A cell is the smallest unit of life. The cell is the starting point for all organisms. Some living things (such as bacteria) are composed of one cell, whereas a complex organism such as the human body is composed of trillions of cells. In the multicellular animals, a group of cells makes up tissues, which make up organs, which make organ systems, which in turn form the complete animal

properties of cell include:

isolation from outside material:

The cell has a membrane. The membrane surrounds the cell, isolating it from the outside. The membrane is complex and can contain many channels that allow the cell to communicate with the environment through complicated chemical interactions that happen on the scale of a few molecules at a time. The membrane also regulates the in-and-out flow of certain materials, allowing certain chemicals in (such as food) or out (such as waste), but blocking others

housing property:

The cytoplasm is not something from Ghostbusters, but instead it is a semifluid matrix which occupies the volume between the nuclear region and the cell membrane. Think of the cytoplasm as the cream filling. The cytoplasm, however, has a more important function: it contains the chemical wealth of the cell. The sugars, amino acids, and proteins that are used to carry out the chemical reactions of the cell are housed within the cytoplasm. All cells share this basic architecture.

protien synthesis:

"The part of the cell involved in protein synthesis is the endoplasmic reticulum (the "inside cell network") sometimes simply called the ER. The ER is a finely divided system of membrane-enclosed compartments with an interconnecting network of tubules.

material transport:

Most, but not all eukaryotic cells, plant and animal, contain a specialized internal membrane system called the Golgi apparatus. The major function of these organelles is to process and export of materials from cells and to make lysosomes, and other vacuoles.

power/energy generation:

Mitochondria are small cytoplasmic organelles found in all eukaryotic cells that use oxygen in the release and conversion of energy. They contain a highly specialized and integrated system of enzymes and other proteins that progressively release energy from fuel molecules and convert it into a form that can be used for anabolism and movement.

storage property:
The largest and most clearly visible of the cell's constituents is the nucleus. Within the nucleus, DNA molecules, the cell's genetic machinery, are stored, repaired, transcribed and eventually replicated.

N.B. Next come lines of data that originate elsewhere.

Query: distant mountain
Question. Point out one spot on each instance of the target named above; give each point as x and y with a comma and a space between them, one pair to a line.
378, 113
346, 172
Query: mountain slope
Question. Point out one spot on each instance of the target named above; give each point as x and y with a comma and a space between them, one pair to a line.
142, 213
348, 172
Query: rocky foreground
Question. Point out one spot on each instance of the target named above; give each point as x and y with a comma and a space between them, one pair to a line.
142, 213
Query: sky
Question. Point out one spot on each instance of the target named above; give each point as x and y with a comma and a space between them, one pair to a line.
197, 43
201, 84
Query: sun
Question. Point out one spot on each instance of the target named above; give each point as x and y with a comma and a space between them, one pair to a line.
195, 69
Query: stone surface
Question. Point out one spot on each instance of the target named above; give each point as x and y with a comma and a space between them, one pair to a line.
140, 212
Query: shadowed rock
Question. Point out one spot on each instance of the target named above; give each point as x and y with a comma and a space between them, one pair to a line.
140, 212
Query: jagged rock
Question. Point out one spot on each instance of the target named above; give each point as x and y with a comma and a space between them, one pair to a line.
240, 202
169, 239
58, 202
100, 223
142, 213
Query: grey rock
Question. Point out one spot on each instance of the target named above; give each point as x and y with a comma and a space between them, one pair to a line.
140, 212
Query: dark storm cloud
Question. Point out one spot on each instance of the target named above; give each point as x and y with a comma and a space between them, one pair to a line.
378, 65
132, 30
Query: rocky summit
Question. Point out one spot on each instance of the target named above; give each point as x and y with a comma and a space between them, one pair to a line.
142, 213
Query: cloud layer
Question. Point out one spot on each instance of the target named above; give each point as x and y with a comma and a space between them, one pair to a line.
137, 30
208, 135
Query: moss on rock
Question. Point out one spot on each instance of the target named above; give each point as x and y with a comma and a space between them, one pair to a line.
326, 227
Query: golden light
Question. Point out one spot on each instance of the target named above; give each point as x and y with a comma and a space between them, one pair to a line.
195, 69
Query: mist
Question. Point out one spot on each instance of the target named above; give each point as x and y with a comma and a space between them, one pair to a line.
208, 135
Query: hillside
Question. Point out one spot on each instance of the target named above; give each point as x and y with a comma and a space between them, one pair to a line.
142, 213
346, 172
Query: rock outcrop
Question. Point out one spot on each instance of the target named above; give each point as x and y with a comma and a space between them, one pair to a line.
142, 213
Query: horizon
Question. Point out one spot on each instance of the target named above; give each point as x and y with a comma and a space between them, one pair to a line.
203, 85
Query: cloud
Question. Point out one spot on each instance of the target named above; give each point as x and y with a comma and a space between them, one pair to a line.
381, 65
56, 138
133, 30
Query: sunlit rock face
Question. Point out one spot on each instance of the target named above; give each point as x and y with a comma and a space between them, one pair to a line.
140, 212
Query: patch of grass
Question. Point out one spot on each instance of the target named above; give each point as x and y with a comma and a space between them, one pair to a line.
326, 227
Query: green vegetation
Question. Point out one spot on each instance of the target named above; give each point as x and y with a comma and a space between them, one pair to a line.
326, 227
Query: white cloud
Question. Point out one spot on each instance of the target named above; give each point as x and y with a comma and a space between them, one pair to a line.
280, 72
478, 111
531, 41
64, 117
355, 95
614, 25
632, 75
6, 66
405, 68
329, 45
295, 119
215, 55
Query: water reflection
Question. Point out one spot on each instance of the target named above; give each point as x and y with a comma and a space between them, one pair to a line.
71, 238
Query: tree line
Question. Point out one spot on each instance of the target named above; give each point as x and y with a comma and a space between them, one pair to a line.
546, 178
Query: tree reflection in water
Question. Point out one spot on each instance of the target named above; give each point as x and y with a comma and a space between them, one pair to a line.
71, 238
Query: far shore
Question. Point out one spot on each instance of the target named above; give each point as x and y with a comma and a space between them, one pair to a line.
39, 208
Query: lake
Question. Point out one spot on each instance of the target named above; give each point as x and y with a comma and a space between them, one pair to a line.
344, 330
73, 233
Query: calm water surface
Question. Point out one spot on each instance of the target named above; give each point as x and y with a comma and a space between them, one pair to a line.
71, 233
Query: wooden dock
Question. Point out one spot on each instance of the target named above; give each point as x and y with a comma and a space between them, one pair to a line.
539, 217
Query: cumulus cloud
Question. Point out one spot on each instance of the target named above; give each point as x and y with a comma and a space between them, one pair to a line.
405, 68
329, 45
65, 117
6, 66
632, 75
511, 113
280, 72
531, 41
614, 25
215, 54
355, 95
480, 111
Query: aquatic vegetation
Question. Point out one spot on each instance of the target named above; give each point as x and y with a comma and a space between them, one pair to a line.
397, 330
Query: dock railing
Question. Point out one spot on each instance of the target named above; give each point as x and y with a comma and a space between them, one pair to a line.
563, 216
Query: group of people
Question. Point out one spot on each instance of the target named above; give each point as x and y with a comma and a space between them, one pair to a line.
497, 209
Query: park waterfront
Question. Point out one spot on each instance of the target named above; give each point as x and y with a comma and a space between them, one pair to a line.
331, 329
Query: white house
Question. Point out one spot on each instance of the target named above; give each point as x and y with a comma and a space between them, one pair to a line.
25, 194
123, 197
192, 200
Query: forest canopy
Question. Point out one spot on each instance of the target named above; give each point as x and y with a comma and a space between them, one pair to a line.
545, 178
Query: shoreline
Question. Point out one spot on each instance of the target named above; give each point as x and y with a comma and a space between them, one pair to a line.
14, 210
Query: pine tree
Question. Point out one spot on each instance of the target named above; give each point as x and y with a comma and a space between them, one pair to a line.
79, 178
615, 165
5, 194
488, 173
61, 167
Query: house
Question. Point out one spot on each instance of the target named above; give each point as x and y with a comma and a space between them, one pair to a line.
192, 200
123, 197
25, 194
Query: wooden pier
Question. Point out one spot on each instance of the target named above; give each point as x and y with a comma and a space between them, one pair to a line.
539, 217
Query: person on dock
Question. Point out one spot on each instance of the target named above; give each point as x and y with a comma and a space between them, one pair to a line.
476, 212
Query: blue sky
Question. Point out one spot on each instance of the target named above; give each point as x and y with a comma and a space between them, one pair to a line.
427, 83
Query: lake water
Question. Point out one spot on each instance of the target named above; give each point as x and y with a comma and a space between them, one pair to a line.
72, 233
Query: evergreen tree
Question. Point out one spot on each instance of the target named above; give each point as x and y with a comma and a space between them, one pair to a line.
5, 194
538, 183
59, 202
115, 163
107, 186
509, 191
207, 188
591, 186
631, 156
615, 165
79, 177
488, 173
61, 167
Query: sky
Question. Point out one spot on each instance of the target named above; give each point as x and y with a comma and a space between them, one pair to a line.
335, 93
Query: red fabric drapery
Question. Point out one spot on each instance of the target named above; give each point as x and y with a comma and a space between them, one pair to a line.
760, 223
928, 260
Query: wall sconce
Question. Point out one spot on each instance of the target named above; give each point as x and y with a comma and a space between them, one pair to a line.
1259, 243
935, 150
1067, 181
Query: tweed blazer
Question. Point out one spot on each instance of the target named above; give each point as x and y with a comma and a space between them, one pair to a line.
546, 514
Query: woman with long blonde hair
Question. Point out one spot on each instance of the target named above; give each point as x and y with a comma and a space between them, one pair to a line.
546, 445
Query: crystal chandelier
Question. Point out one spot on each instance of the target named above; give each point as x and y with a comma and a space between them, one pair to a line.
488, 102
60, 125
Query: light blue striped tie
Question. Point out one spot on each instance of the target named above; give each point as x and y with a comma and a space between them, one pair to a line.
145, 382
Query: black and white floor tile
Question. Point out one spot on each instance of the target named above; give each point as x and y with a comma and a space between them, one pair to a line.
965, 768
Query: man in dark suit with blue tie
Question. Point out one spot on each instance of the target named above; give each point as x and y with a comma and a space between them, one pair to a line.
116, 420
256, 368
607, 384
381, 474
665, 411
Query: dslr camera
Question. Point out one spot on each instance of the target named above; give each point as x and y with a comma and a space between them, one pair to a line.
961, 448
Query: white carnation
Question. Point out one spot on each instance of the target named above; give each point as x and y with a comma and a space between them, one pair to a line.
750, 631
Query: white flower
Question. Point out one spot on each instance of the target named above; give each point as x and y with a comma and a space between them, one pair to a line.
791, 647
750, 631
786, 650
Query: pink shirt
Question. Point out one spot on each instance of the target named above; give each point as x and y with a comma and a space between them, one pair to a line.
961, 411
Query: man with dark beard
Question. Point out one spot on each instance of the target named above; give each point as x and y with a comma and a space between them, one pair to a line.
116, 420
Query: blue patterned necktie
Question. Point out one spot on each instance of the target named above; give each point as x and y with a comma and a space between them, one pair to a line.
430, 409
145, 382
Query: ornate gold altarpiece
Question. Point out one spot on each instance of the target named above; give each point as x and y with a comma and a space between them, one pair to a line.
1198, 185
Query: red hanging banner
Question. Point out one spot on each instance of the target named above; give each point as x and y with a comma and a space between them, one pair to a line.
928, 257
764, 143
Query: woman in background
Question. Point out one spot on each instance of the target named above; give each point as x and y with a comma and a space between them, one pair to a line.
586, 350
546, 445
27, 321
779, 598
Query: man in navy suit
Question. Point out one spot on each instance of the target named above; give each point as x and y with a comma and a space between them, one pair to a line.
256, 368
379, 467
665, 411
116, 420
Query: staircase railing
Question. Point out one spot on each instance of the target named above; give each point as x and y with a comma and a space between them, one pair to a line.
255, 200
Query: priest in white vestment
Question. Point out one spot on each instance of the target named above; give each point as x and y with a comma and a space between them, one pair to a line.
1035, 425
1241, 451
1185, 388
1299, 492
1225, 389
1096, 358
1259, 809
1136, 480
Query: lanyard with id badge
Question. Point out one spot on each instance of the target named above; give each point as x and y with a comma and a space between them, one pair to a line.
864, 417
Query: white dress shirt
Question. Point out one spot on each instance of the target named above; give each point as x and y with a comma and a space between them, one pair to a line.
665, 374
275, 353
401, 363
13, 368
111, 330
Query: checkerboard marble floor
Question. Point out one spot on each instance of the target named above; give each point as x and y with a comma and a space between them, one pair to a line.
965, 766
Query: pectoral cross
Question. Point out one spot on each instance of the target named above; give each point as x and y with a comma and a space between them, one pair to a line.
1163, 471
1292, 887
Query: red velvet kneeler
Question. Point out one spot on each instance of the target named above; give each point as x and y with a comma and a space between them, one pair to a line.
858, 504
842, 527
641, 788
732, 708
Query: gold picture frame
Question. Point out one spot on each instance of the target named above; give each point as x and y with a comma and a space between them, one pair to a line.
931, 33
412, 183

properties specific to plant cells:

protection from outside:
The cell wall is a box-like layer of material synthesized by plant cells outside the plasma membrane. Hooke saw the cell walls of cork cells when he first looked through his microscope. Cellulose fibers form the basic skeletal foundations of cell walls

synthesis of food material:
However the most easily recognizable plastid is the chloroplast, a green organelle that harvests light, then uses the trapped energy to synthesize sugar molecules, which are then stored as starch.
common properties for any cell:
growth and differantiation:
The cell division process in eukaryotic cells is often called Mitosis after the part of the cell cycle that can easily be seen taking place using a light microscope. It is a regularly repeating pattern of events that include the growth of the cell, the synthesis of new DNA molecules and then the packaging and delivery of these new chromosomes to the new daughter cells.